The course opens as early as possible each year and even on days during the off-season when it is exceptionally warm.

Although Pohl didn’t expect the lack of customers in the early spring, ice damage to the course is costly. It could take up to six months for Royal Scot to catch up in revenues for the year, Pohl said.

Grass itself is not expensive but the labor and the fertilizer needed to cultivate it can add up over time, said Adam Ikamas, executive director of the Michigan Golf Course Superintendents Association.

“When a heavy frost sets in, the water inside the grass freezes,” Ikamas said. “Stepping on it shatters the cells and kills the grass.”

The ice storm also caused tree branches to fall onto the turf and snow blanketed the course, Pohl said.

“No one was able to get out and clean them up,” he said.
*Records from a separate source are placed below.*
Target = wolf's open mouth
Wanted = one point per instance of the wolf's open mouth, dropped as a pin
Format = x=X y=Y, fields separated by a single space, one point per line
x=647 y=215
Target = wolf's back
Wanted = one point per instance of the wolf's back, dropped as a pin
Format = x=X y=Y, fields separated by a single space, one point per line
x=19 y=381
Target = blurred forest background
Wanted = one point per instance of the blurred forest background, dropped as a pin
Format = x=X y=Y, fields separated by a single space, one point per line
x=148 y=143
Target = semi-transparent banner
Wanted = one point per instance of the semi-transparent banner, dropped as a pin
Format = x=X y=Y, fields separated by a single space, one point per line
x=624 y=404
Melting snow can cause snow mold, a type of grass fungus that grows when moisture in the grass beds freezes.

“When you have ice and the snow, it can freeze the roots and choke them,” Pohl said. “And that can cause fungus.”  The fairways of a golf course–the green between the tee and the hole–are usually sprayed with fungicide, and melting snow can wash it away.

Gray snow mold and pink snow mold are two types of molds that affect golf course turf, said Jerry McConnell, a PGA professional at the River’s Edge Golf Club in Alpena. Gray snow mold is more common and treatable but pink is more devastating to turf because it can kill an entire bed of grass.
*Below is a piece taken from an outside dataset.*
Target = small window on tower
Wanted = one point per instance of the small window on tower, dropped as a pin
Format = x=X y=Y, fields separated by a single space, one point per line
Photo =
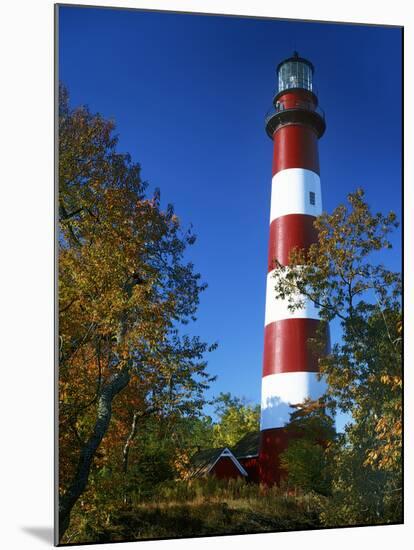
x=312 y=197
Unlike courses in the south portion of the state, northern Michigan golf courses are set to open late April, only about a week behind their normal reopening dates.

“In the north, it’s not as big of a deal because we expect it,” McConnell said.”We are about a week behind so we didn’t have it as bad, although it would have been nice to have a few more days.”

Two years ago, 17 days in March had temperatures above 70 degrees, Pohl said. This was the same year the LochenHeath Golf Resort in Traverse City opened in late March, said Mike Husby, the resort’s former general manager. Husby founded Mike Husby Golf, a course design firm based in Kewadin.

“It was so warm it devastated the cherry crop,” he said. The golf course also has a cherry orchard.

Weather-related challenges are something golf course managers expect to encounter every winter, but this is “by far the worst winter” his course has seen in years, McConnell said. It could take months to catch up in revenues, McConnell said he is not concerned.

Golfers “have an itch in the winter and they are eager to get outside,” he said.